D’ailleurs, c’est chez Bertone que Marcello Gandini a construit sa notoriété. Quand il arrive chez le carrossier, en décembre 1965, c’est pour remplacer Giorgetto Giugiaro qui vient alors d’être engagé chez Ghia. L’une des premières tâches qui attend le nouveau venu concerne le projet « 400 TP » qui doit déboucher sur la Lamborghini Miura en mars 1966. Il n’a pas de temps à perdre : Gandini produit plusieurs dessins à la mine de plomb avec sa manière caractéristique : nerveuse, sauvage, instinctive, un peu naïve. Ses croquis n’ont pas la perfection convenue des designers sortis des écoles d’art, mais une spontanéité propre à traduire des fulgurances.
Les premières créations de Marcello Gandini restent sages, mais le styliste ne tarde pas à révéler son originalité. En mars 1967, la Marzal ouvre le bal des provocations. Au Salon de Paris 1968, on découvre la saisissante Carabo, un volume monolithique, cunéiforme et aiguisé sur la base d’une Alfa Romeo 33. En 1970, Marcello Gandini va encore plus loin avec la Stratos. Il ne s’est préoccupé ni de législation, ni de fonctionnalité, ni de réalisme ; il a simplement sculpté un objet d’art.
L’un des talents de Marcello Gandini, c’est sa faculté d’adaptation. Il ne dessine pas seulement des voitures futuristes ou oniriques. Il sait être pragmatique et le montre en réalisant plusieurs modèles de grande série. Ainsi, il réinvente la Mini pour Innocenti ; son actualisation moderne et fonctionnelle est pertinente, mais elle sera injustement oubliée. Pour Citroën, il brosse la silhouette de la BX qui sortira en 1982. Plus précisément, il retouche un dessin initialement créé pour la firme anglaise Reliant et destiné à être industrialisé par Otosan en Turquie… Il y a aussi la Fiat X1/9, acérée comme un coin (1972), et l’unique Ferrari de série dessinée chez Bertone, la Dino 308 GT4. La liste des contrats est interminable…

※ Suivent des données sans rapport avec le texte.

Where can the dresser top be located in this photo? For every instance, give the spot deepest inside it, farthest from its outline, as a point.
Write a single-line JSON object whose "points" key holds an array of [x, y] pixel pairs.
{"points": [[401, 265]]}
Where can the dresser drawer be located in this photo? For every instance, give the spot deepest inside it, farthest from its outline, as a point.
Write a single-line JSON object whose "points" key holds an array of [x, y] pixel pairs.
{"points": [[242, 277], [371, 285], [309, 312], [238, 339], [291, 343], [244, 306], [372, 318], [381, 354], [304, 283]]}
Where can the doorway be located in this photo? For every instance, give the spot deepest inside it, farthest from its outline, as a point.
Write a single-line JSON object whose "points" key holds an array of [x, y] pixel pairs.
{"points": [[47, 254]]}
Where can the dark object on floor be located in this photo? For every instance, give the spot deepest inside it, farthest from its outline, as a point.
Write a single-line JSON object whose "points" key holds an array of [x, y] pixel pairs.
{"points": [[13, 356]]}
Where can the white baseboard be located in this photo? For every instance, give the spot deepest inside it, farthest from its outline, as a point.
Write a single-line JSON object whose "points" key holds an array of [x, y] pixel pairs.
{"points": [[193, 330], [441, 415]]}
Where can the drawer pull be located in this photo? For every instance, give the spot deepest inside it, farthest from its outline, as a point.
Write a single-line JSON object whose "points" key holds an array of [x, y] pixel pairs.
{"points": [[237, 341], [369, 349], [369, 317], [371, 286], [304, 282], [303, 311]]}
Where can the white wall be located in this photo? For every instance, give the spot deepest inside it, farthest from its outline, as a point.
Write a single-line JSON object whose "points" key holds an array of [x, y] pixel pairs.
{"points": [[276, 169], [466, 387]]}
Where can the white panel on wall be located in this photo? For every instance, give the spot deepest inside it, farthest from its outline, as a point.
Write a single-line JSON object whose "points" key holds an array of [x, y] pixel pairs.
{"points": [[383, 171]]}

Marcello Gandini, sous la bannière de Bertone, a poursuivi sa carrière en la parsemant de coups d’éclat beaucoup plus spectaculaires. Les sculptures se succèdent : Countach en 1971, Trapeze en 1973, Bravo en 1974, Navajo en 1976, Ascot en 1977, Sibilo en 1978… Marcello Gandini développe un style toujours plus incisif qui exprimait son radicalisme par les volumes comme par l’ornementation.
Marcello Gandin, individualiste forcené, finit par quitter le carrossier en 1979 pour devenir indépendant et poursuivre son œuvre dans la solitude de sa bastide du XVIIe siècle, bien cachée dans le val de Susa, en dehors du village d’Almese.
Dorénavant, Gandini traite directement avec les constructeurs. La signature de Gandini est apposée sur plusieurs machines de grand tourisme : la Lamborghini Diablo (1989), la Cizeta Moroder V16T (1991) ou encore le premier jet pour la Bugatti EB110 (1991). Toujours libre et indépendant, Marcello Gandini se marginalise. Dans une industrie qui se passe de plus en plus de consultants extérieurs, Gandini a de moins en moins sa place. Introverti et ténébreux, Marcello Gandini se souvient de son père. Il était pianiste, chef d’orchestre et compositeur. Parfois, on joue ses œuvres sans se souvenir de son nom… Marcello Gandini se reconnaît dans cette manière secrète et tourmentée de vivre sa passion.